In deze zaak gaat het om de verzuimboete die aan de belastingplichtige is opgelegd wegens het niet tijdig indienen van de aangifte inkomstenbelasting voor het jaar 2008. De belastingplichtige had zijn aangifte uitbesteed aan een gerenommeerd belastingadvieskantoor, maar de aangifte is niet tijdig ingediend. De belastingplichtige heeft bezwaar gemaakt tegen de opgelegde verzuimboete, maar de Inspecteur heeft deze gehandhaafd. De Rechtbank heeft het beroep van de belastingplichtige ongegrond verklaard, waarna hij hoger beroep heeft ingesteld bij het Gerechtshof 's-Hertogenbosch.
Het Hof heeft vastgesteld dat de belastingplichtige in de gegeven omstandigheden niet kon vertrouwen op de zorgvuldige taakvervulling van zijn belastingadviseur.

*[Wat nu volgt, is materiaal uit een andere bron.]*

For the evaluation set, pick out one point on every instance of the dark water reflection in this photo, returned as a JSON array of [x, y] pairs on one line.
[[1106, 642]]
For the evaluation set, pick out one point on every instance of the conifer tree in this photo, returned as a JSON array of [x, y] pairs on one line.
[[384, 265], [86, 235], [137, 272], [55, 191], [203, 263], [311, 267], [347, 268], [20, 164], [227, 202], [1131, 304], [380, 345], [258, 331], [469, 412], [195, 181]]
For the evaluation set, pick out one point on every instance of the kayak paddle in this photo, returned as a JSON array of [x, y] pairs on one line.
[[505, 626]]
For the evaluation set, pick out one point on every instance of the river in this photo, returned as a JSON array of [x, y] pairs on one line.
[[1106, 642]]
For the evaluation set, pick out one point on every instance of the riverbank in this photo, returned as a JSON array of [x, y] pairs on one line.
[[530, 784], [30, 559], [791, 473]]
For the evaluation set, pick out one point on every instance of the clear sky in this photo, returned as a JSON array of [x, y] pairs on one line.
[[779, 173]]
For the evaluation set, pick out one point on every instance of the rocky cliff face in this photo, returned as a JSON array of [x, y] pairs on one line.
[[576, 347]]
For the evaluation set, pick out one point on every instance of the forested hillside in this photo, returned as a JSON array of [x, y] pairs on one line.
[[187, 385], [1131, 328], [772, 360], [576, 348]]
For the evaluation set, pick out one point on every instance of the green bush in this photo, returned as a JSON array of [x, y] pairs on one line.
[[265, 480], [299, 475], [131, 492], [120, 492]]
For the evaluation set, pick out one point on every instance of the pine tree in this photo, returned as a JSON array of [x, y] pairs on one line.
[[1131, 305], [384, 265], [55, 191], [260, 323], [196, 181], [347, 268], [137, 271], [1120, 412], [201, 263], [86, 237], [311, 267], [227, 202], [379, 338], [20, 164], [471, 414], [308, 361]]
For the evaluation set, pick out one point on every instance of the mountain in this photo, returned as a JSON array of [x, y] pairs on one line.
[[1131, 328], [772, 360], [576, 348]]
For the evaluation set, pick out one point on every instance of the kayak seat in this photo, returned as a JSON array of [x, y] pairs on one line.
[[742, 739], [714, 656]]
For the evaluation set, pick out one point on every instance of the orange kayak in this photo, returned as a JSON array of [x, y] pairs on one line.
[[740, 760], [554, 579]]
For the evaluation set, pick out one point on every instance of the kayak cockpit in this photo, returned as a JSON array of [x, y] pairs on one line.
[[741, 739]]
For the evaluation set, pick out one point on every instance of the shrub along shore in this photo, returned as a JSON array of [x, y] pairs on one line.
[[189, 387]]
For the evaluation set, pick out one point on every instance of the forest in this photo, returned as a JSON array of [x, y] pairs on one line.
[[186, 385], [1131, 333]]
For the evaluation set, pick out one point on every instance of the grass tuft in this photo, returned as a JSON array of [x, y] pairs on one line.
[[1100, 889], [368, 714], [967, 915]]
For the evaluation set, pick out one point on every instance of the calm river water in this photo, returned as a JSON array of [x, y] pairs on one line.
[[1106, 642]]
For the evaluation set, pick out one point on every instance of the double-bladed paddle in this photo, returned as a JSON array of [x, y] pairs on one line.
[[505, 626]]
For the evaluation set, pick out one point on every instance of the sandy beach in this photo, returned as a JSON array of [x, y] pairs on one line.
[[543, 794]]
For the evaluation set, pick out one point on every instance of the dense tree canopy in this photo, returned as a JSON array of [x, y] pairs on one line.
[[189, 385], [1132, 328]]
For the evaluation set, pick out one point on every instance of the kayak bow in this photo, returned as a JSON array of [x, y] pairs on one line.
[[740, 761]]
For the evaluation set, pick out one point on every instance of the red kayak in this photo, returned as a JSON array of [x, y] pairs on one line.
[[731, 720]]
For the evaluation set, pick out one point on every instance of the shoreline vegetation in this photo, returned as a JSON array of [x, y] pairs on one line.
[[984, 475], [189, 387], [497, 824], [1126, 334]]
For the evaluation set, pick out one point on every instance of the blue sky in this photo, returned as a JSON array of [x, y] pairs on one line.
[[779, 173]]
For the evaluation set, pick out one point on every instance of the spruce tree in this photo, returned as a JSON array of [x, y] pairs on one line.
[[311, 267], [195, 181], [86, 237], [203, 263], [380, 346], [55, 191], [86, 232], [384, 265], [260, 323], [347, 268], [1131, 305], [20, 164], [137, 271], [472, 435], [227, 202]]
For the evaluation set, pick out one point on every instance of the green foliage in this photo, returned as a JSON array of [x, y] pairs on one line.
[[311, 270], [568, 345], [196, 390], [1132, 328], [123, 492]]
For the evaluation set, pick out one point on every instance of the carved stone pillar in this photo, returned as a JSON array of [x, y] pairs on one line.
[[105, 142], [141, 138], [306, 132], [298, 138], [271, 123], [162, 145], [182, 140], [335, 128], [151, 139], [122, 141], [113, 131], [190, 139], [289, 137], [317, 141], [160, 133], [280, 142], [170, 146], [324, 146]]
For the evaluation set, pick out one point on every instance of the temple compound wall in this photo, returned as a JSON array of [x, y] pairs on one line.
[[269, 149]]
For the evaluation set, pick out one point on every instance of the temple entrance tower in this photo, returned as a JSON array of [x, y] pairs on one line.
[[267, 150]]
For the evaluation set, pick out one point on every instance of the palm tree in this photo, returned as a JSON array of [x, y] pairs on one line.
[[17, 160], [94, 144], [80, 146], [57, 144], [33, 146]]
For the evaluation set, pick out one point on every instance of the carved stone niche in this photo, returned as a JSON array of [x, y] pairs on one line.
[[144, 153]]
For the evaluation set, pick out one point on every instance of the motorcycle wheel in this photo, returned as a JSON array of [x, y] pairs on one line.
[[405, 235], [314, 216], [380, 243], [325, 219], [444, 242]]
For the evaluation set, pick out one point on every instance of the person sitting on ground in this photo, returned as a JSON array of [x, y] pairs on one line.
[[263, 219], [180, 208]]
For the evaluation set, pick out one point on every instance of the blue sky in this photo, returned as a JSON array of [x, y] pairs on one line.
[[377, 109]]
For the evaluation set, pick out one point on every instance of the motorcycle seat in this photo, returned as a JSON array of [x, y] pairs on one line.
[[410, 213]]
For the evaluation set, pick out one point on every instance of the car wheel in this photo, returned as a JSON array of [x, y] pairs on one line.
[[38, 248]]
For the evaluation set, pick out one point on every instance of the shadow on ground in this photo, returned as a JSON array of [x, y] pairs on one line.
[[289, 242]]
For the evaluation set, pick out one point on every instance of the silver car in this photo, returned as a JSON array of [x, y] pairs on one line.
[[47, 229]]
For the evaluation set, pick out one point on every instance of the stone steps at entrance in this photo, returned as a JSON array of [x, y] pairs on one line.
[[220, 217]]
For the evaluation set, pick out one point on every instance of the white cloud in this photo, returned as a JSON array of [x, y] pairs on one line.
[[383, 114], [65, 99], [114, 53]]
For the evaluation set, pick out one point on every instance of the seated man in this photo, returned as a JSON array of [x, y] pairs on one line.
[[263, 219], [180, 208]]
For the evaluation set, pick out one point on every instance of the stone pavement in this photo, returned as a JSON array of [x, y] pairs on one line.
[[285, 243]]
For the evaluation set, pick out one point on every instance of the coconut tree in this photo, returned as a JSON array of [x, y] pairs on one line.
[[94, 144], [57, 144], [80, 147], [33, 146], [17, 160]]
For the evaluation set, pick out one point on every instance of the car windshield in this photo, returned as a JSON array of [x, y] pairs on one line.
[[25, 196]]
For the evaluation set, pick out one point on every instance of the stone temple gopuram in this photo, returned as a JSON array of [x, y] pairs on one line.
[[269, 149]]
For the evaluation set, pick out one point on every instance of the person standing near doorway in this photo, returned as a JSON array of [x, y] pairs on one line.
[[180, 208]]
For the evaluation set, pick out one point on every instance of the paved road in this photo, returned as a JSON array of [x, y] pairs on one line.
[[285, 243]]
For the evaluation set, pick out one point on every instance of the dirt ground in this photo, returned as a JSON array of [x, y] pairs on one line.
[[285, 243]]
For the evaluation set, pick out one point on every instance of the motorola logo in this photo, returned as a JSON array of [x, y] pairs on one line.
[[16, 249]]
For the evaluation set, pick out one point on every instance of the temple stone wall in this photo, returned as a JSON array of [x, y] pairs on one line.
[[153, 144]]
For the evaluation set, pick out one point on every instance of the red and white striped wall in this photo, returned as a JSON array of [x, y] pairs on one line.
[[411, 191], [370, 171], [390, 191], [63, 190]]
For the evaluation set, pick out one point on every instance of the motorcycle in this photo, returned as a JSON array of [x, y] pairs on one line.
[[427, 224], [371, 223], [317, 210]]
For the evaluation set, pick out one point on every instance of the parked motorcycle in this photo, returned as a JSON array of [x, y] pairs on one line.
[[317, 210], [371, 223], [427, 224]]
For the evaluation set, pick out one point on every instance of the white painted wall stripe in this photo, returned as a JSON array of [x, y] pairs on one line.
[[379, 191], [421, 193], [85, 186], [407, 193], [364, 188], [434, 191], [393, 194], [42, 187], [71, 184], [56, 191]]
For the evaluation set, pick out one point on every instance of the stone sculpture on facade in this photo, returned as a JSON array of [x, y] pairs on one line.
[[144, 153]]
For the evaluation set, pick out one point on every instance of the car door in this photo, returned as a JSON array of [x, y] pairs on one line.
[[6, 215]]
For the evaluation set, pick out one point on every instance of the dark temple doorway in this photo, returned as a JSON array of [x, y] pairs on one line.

Ondanks het feit dat de belastingplichtige de herinnering en aanmaning naar zijn adviseur had gestuurd, heeft hij onvoldoende zorg betracht om te waarborgen dat de aangifte tijdig werd ingediend. Het Hof oordeelt dat de belastingplichtige niet aan zijn zorgplicht heeft voldaan, waardoor zijn beroep op afwezigheid van alle schuld niet slaagt.
De uitspraak van de Rechtbank wordt bevestigd, en het Hof concludeert dat de verzuimboete van € 226 passend en geboden is, gezien het feit dat de belastingplichtige in voorgaande jaren ook al niet tijdig aangifte had gedaan. Het Hof wijst erop dat de belastingplichtige niet kan stellen dat hij niet verantwoordelijk is voor de fouten van zijn adviseur, aangezien hij zelf ook niet voldoende controle heeft uitgeoefend op de werkzaamheden van de adviseur. De beslissing van het Hof is dat het hoger beroep ongegrond is en de uitspraak van de Rechtbank wordt bevestigd.